Researchers have found that 2%–3% of all solid tumors overexpress or amplify HER2 protein that may be a target for drugs such as pertuzumab and trastuzumab, particularly in KRAS-variant disease. They presented their findings during the 2021 American Society of Clinical Oncology annual meeting.

The results were from a phase II basket study of 258 adult patients with HER2-amplified or overexpressed colorectal, biliary, non-small cell lung, uterine, urothelial, salivary, ovarian, pancreatic, and other cancers. The patients received pertuzumab (840 mg loading dose followed by 420 mg every three weeks) and trastuzumab (8 mg/kg loading dose followed by 6 mg/kg every three weeks) until they experienced disease progression or unacceptable toxicity.

Five patients had complete responses and 55 had partial responses. The median duration of response was 7.9 months, median progression-free survival (PFS) was 2.8 months, and median overall survival (OS) was 10.9 months. Patients with salivary (63.6%), pancreatic (33.3%), or colorectal cancer (30.9%) had the highest responses, and those with uterine (6.3%) or ovarian cancer (10.0%) had the lowest.

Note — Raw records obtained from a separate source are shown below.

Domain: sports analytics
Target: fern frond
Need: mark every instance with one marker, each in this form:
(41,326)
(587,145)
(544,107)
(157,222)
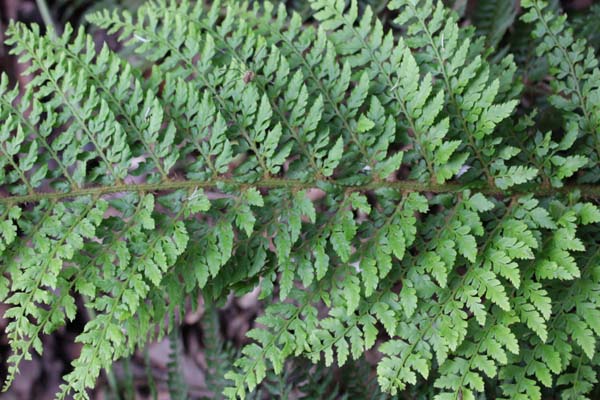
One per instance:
(373,185)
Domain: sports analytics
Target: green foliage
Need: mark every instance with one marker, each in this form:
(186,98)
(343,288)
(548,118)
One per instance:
(387,191)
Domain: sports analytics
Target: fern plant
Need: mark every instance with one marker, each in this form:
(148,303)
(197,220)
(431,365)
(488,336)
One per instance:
(384,189)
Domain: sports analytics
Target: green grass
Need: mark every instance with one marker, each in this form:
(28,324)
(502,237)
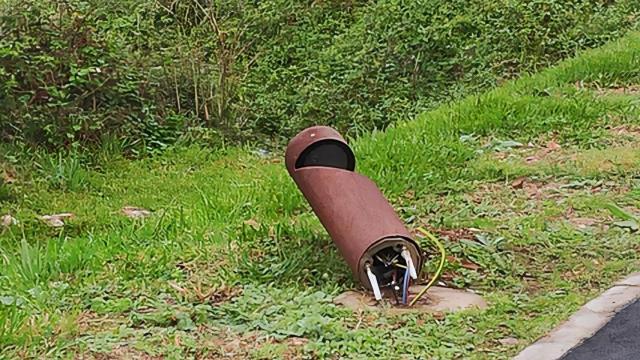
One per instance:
(233,262)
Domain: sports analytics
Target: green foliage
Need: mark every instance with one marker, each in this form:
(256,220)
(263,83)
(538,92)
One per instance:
(146,71)
(232,255)
(64,171)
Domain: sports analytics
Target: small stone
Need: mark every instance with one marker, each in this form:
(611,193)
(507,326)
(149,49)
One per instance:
(56,220)
(135,212)
(509,341)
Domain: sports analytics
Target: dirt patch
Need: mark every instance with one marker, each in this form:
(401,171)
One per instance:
(436,300)
(620,90)
(119,353)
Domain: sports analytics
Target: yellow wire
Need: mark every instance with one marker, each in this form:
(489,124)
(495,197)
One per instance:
(438,273)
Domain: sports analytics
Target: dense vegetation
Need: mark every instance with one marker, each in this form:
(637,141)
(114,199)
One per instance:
(141,74)
(231,263)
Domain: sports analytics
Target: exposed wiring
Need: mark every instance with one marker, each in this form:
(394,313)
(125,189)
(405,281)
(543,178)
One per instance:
(405,287)
(438,272)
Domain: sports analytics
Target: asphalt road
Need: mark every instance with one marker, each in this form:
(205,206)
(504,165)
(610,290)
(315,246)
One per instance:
(619,339)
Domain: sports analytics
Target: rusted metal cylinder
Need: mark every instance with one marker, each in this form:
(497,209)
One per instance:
(355,213)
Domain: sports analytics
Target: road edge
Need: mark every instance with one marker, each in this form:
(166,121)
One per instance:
(585,322)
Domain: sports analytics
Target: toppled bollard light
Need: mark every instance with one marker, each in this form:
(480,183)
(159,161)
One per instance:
(371,238)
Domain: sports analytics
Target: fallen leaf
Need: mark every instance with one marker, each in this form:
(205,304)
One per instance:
(254,224)
(583,222)
(297,341)
(177,287)
(8,177)
(8,220)
(531,190)
(56,220)
(553,146)
(627,224)
(518,183)
(133,212)
(469,265)
(531,159)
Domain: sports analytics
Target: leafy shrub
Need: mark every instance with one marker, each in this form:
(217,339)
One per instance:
(145,71)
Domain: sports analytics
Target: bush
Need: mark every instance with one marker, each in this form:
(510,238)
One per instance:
(144,71)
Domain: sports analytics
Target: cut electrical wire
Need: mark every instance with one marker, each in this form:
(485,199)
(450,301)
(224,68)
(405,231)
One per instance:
(438,272)
(405,287)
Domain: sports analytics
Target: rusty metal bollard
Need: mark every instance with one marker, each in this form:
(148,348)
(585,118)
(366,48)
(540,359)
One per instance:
(364,226)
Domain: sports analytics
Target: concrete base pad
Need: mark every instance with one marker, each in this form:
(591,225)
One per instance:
(436,300)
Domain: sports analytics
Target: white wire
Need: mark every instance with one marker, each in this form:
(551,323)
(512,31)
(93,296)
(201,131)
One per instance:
(374,284)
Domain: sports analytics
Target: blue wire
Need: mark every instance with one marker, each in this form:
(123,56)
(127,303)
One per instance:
(405,288)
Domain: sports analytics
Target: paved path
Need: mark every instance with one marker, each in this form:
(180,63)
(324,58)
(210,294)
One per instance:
(619,339)
(605,328)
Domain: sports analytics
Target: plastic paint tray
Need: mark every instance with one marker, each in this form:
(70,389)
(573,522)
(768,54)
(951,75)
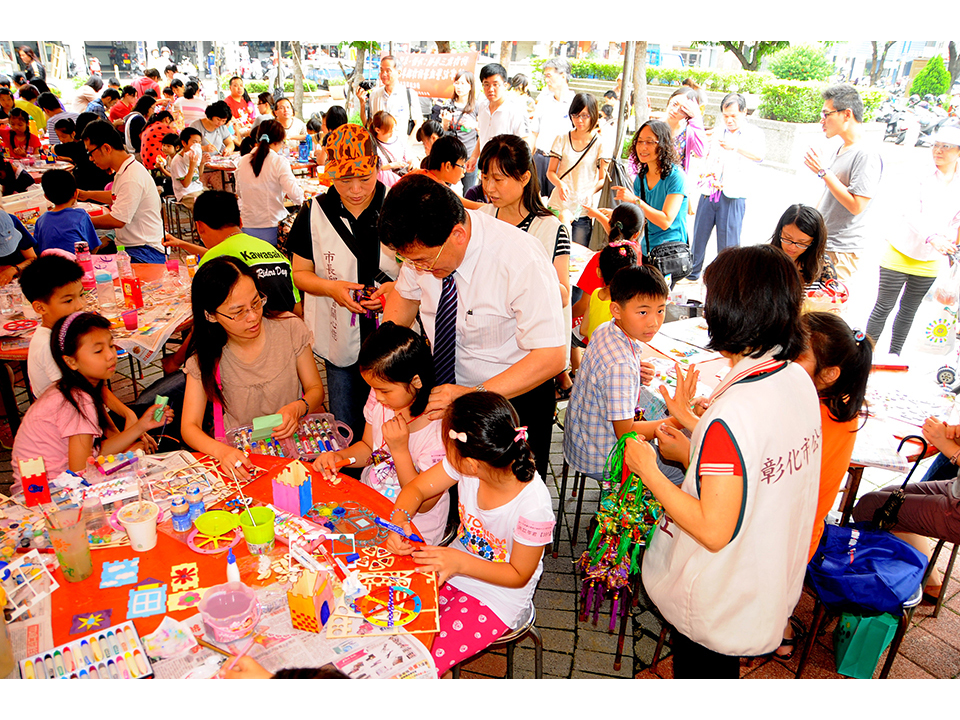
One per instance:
(216,522)
(343,436)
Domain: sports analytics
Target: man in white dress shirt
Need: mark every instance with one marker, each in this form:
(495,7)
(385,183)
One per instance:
(396,99)
(551,118)
(509,323)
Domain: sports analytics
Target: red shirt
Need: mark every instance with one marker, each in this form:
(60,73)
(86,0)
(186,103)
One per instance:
(143,84)
(119,110)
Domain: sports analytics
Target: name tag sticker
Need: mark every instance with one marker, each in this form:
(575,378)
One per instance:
(534,533)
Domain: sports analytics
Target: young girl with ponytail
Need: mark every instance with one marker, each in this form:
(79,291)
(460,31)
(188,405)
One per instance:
(263,179)
(490,572)
(69,423)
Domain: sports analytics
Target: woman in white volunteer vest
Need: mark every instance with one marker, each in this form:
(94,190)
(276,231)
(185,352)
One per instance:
(511,187)
(336,255)
(726,564)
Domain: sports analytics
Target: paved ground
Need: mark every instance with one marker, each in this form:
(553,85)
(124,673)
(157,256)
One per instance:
(575,649)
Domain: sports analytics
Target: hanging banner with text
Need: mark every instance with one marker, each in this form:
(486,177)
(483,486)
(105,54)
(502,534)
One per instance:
(431,75)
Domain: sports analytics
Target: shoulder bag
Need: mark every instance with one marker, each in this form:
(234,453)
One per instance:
(671,258)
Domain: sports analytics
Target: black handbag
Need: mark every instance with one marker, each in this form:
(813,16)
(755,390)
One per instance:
(671,258)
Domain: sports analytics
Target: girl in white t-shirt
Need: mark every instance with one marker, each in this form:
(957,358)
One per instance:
(490,572)
(399,441)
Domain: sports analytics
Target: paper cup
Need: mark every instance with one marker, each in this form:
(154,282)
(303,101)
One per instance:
(69,540)
(141,526)
(130,320)
(260,538)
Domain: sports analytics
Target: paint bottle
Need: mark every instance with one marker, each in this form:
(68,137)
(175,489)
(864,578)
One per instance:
(233,572)
(180,512)
(195,499)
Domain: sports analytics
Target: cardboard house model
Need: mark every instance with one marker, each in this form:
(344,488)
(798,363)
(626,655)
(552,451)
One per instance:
(292,489)
(311,601)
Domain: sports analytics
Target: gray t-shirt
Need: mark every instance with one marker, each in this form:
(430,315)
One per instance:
(859,169)
(213,137)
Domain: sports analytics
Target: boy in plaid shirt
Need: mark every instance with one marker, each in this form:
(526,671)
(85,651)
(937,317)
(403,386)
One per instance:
(607,389)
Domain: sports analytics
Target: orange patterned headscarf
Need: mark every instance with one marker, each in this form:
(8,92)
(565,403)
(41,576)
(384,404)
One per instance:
(350,152)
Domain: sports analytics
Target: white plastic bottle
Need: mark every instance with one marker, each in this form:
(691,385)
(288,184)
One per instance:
(233,572)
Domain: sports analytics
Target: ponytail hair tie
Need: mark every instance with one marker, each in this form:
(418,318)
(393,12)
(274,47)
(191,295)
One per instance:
(66,326)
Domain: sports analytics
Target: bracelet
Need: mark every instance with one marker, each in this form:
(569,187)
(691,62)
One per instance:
(409,517)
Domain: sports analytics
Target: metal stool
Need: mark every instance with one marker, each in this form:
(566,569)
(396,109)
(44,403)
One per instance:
(819,611)
(579,482)
(511,638)
(946,575)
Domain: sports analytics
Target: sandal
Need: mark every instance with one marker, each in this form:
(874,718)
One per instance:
(799,632)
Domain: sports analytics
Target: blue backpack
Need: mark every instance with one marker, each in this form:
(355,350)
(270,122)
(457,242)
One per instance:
(864,571)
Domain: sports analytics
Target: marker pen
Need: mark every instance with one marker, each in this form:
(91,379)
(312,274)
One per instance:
(128,631)
(141,664)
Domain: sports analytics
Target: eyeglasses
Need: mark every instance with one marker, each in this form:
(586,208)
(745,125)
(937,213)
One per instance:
(420,265)
(255,307)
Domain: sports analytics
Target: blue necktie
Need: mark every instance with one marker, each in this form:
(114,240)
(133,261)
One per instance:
(445,335)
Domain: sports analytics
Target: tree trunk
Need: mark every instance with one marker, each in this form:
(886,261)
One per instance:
(640,82)
(505,47)
(953,66)
(352,80)
(297,48)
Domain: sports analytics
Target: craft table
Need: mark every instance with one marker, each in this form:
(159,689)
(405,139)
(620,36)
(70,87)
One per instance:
(86,596)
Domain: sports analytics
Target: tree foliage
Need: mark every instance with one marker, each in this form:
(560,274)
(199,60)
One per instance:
(801,62)
(749,53)
(933,79)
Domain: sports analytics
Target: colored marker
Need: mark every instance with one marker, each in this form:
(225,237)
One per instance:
(113,642)
(130,637)
(129,663)
(397,529)
(141,664)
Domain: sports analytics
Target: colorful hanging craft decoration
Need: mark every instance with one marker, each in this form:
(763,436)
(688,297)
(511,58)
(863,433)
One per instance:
(624,522)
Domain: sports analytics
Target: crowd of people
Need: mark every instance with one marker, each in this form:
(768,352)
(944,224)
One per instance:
(442,309)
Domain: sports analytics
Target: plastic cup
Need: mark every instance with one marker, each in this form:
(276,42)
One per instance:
(130,319)
(69,540)
(140,524)
(260,538)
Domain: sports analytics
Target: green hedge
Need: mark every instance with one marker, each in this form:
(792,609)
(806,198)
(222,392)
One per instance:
(802,101)
(255,87)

Overall response rates were 25.6% in patients with wild-type KRAS and 3.8% in patients with KRAS-variant tumors. Median PFS was 3.9 months and 1.4 months and median OS was 12.6 months and 5.7 months in the wild-type KRAS and KRAS-variant groups, respectively.

The findings may pave the way for expanding HER2-targeted therapies beyond their currently approved indications for breast, gastric, and gastroesophageal cancers. “Our data suggests that HER2-targeted therapy may have utility in a variety of HER2-positive, KRAS wild-type tumors,” the researchers said. “It also demonstrates the value of biomarker-driven basket trials for assessing efficacy across tumor types while enhancing the ability to determine the impact of coalterations on antitumor efficacy.”